I have been asked to change the narrative of this essay because "Cullen Baker has been maligned" and that certain facts, which I culled from Orr's book and Quinn's interview, are disputed by Baker's family. While I freely acknowledge that Orr and Quinn could have been mistaken on some of the facts, I am nonplussed that people try to apologize for this person. It's a typical, selective narrative for apologists of "victimhood" that deny the troubles and difficulties for other groups but themselves. They only give creedence when it fits their own biases and conceptions. What makes Quinn's narrative questionable to them -- that it was a black man's word?

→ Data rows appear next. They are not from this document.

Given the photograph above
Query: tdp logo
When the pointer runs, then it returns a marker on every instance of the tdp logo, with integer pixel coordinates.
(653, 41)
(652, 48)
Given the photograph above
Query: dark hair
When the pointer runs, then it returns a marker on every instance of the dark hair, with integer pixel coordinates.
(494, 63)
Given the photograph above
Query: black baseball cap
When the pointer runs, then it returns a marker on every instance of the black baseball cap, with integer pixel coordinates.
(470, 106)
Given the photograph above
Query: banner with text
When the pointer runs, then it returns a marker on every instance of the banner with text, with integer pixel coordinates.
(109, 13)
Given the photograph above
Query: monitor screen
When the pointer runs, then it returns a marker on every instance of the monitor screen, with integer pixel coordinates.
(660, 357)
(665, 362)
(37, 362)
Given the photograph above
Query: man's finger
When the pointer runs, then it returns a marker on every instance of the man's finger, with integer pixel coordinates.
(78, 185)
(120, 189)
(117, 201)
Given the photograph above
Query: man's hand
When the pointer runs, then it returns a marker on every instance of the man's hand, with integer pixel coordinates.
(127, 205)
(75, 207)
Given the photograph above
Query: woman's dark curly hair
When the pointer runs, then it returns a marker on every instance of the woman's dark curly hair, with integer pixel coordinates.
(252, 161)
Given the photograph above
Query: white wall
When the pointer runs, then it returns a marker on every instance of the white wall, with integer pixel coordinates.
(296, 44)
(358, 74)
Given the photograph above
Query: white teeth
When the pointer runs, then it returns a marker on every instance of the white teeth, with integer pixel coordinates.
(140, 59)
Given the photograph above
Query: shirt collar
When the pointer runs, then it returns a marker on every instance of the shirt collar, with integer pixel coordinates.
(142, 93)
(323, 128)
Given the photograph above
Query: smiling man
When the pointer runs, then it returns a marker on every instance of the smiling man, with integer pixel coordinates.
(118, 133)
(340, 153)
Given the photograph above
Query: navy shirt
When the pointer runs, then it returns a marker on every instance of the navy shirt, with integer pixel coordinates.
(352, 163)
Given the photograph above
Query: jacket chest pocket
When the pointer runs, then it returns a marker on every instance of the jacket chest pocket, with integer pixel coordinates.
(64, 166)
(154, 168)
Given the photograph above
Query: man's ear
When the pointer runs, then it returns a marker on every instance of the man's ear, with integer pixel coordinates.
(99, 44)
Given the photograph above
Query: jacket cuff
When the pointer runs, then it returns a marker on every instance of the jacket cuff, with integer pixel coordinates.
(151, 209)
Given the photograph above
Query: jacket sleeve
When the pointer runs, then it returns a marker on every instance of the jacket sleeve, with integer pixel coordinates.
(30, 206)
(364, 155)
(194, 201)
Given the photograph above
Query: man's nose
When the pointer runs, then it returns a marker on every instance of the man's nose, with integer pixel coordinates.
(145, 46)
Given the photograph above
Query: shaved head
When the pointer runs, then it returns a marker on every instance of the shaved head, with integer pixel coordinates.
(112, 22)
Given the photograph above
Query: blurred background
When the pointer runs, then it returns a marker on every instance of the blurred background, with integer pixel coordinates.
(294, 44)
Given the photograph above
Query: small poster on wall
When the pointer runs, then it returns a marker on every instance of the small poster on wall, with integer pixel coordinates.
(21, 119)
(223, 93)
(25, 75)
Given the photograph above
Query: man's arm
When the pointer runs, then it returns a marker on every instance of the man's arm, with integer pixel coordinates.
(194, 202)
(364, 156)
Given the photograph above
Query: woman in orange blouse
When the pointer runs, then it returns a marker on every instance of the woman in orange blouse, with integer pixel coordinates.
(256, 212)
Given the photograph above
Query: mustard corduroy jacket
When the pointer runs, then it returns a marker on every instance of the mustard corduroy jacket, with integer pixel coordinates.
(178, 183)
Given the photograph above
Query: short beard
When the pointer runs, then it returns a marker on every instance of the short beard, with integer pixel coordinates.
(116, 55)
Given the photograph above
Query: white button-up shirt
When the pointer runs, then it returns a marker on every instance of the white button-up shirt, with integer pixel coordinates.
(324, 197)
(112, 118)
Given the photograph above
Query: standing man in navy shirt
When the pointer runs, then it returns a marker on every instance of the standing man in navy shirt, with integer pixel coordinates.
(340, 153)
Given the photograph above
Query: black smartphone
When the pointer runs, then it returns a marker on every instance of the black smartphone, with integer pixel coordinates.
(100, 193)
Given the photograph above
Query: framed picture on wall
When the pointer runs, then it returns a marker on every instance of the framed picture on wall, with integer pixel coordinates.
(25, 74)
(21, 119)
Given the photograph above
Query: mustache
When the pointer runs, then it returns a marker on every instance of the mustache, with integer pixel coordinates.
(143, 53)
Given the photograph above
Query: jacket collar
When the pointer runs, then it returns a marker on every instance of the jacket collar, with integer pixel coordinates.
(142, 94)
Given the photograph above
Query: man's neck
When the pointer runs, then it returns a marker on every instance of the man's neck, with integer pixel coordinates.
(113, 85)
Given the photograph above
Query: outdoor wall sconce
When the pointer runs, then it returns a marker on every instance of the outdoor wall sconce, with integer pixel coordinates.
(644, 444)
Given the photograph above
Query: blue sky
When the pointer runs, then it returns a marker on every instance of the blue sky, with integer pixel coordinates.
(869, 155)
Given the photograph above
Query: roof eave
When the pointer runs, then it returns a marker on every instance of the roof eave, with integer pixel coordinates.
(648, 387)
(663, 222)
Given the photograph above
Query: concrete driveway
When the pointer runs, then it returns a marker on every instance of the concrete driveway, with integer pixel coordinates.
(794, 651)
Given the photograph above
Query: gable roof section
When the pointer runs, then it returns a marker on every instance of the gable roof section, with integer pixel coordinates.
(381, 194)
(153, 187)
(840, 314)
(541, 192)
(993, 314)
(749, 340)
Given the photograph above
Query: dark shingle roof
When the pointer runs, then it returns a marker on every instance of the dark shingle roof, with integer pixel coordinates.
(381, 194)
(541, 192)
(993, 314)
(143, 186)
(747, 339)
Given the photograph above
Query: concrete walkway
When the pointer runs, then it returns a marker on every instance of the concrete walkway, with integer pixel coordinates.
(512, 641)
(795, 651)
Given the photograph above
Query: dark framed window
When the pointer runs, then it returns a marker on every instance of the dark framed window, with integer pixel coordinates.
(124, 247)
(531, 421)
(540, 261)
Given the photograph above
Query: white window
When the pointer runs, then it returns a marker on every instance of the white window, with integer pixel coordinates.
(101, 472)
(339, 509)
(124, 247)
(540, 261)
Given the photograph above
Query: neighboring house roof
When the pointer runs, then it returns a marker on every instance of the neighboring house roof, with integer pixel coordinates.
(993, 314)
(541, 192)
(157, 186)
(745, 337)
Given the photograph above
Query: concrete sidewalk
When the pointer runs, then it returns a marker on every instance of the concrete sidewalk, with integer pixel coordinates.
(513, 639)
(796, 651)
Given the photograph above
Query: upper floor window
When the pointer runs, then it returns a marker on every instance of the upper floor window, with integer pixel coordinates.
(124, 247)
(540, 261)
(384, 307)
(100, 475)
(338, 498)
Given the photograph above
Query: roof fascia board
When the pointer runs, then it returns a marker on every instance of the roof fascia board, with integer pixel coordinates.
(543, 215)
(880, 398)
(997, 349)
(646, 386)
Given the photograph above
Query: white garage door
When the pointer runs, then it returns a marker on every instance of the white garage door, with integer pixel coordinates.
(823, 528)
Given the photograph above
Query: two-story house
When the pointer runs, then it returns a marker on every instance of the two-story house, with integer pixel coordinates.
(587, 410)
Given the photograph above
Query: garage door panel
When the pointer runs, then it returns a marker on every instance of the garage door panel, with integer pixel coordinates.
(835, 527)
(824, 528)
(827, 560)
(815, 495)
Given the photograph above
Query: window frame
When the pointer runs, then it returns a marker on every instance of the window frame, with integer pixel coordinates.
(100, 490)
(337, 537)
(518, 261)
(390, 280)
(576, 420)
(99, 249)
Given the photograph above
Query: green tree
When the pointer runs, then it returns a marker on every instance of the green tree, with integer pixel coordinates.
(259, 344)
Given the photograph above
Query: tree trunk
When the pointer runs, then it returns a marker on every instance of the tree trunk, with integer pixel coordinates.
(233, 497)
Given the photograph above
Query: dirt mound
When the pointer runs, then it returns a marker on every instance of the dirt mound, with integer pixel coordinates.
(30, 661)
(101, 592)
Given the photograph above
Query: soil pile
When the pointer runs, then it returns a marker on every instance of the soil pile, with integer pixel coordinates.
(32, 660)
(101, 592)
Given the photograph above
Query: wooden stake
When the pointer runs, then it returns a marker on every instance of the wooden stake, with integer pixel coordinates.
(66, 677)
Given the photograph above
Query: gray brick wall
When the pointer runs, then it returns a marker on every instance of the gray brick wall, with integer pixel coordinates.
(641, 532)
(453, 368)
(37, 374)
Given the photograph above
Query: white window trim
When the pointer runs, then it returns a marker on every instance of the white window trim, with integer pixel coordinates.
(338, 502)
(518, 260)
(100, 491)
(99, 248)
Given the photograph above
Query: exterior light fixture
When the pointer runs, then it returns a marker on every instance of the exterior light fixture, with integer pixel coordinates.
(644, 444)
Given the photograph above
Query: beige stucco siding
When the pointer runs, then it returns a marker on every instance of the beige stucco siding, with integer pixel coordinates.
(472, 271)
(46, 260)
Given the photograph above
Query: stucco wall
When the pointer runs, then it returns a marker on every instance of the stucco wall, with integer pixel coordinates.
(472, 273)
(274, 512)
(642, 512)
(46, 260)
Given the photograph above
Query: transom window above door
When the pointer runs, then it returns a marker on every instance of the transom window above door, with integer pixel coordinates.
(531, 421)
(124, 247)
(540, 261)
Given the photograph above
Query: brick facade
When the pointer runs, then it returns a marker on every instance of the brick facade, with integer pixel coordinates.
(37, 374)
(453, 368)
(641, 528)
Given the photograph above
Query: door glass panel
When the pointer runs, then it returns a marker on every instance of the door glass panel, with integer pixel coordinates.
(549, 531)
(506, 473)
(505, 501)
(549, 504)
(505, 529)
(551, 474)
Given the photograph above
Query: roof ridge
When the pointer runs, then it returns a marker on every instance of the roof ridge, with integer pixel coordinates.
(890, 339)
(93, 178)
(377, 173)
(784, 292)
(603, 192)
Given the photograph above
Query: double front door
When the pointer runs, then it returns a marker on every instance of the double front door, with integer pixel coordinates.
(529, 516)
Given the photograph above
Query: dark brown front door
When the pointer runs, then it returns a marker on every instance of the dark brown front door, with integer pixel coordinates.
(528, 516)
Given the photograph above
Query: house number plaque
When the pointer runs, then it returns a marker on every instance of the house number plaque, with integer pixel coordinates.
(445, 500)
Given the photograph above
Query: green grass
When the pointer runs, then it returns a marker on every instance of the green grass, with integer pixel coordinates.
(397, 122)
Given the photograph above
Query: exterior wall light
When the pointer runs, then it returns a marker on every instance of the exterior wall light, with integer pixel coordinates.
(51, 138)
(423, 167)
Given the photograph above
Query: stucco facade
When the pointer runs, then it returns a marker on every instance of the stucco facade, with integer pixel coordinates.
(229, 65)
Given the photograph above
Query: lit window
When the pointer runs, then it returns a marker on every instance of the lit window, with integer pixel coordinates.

Cullen Baker was a truly despicable man. The complicity of whites and Doc Quinn, who helped him commit his horrendous acts, was not much better. Baker's notoriety is still acknowledged in some parts of East Texas and southern Arkansas; there's even a "Cullen Baker Festival" held annually in Bloomburg, Cass County, Texas. Orr and Baker's confrontation is reenacted, and the festival benefits the community' volunteer fire department. At least some good can come from this monster.


Newspaper
Newspapers reported on Cullen's death but portrayed him as a wayward "desperado" instead of the serial killer he was. This 1869 newspaper account actually made up scenarios, with dialogue, to romanticize Baker. Baker's treatment by the press and later, by local historians, helped to mythologize the murderous and supremacist gangs of the post-Civil-War period, creating of narratives of "valor" and "lost cause" that have no basis in truth.